Moving wall simulations with MPI_Allreduce error.

Dear All,

I met a problem in my simulation in which a wall is moving downward together with a block. My complete input file is too long and I narrow down the problem into these following lines:

variable dx equal xcm(top_block,z)-60.541393 ##### displacement of top block

region hileftwall block INF -55.0 INF INF 53.0 INF units box side out move NULL NULL v_dx
region hirightwall block 55.0 INF INF INF 53.0 INF units box side out move NULL NULL v_dx

I got the error message:

[node16:4566] *** An error occurred in MPI_Allreduce
[node16:4566] *** on communicator MPI_COMM_WORLD
[node16:4566] *** MPI_ERR_TRUNCATE: message truncated
[node16:4566] *** MPI_ERRORS_ARE_FATAL (your MPI job will now abort)

Dear All,

I met a problem in my simulation in which a wall is moving downward together with a block. My complete input file is too long and I narrow down the problem into these following lines:

variable dx equal xcm(top_block,z)-60.541393 ##### displacement of top block

region hileftwall block INF -55.0 INF INF 53.0 INF units box side out move NULL NULL v_dx
region hirightwall block 55.0 INF INF INF 53.0 INF units box side out move NULL NULL v_dx

I got the error message:
[node16:4566] *** An error occurred in MPI_Allreduce
[node16:4566] *** on communicator MPI_COMM_WORLD
[node16:4566] *** MPI_ERR_TRUNCATE: message truncated
[node16:4566] *** MPI_ERRORS_ARE_FATAL (your MPI job will now abort)

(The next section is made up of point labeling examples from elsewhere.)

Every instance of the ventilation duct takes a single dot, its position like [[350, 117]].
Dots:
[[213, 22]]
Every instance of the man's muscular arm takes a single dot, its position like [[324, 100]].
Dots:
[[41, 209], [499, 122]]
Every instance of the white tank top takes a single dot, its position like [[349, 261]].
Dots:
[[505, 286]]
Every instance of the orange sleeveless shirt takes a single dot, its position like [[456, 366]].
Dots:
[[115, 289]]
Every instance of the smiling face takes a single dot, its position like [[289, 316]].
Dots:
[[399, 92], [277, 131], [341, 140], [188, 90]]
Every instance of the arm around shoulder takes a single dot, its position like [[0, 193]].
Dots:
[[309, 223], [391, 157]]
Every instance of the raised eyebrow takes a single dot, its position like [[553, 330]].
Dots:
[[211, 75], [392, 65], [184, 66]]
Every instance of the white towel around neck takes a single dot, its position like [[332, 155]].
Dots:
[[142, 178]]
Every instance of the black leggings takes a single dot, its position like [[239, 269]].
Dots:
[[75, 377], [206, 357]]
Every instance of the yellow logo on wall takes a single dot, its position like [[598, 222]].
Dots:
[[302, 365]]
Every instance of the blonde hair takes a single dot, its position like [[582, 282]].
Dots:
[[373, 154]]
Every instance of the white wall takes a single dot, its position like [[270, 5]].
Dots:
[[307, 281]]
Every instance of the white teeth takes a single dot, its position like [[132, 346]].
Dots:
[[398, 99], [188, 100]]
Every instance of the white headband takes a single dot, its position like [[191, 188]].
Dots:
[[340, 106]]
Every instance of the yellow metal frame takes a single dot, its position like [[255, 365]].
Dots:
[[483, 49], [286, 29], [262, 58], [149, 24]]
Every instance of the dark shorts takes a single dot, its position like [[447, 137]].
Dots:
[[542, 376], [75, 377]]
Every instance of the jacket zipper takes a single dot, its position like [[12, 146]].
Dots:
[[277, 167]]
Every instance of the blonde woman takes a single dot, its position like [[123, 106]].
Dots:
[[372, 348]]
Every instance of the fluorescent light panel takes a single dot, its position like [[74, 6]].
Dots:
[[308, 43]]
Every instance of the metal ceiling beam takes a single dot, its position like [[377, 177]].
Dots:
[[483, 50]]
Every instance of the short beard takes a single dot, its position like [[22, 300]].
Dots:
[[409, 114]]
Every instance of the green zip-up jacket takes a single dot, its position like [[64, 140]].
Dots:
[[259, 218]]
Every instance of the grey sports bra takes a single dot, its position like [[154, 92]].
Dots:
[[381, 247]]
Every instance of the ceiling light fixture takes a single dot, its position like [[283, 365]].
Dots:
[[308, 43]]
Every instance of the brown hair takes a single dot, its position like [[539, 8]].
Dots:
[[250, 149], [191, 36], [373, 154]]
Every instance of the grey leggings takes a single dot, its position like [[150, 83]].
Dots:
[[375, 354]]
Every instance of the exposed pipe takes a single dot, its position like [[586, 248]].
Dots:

mpirun has exited due to process rank 7 with PID 4573 on
node node16 exiting without calling “finalize”. This may
have caused other processes in the application to be
terminated by signals sent by mpirun (as reported here).

[node16:04565] 3 more processes have sent help message help-mpi-errors.txt / mpi_errors_are_fatal
[node16:04565] Set MCA parameter “orte_base_help_aggregate” to 0 to see all help / error messages

I have tried several ways:

  1. Using single CPU (serial executable) cause no problem.
  2. Both 2014-02-01 version and current 2014-04-05 version cause this problem since I noticed someone here mentioned this problem several days ago and the bug might be fixed in the most current version. It seems not.
  3. The movement of the wall depends on the displacement of the top block. If I assign a simple mathematical function like ramp function, there is no this error message,

Any suggestions and advice are appreciated.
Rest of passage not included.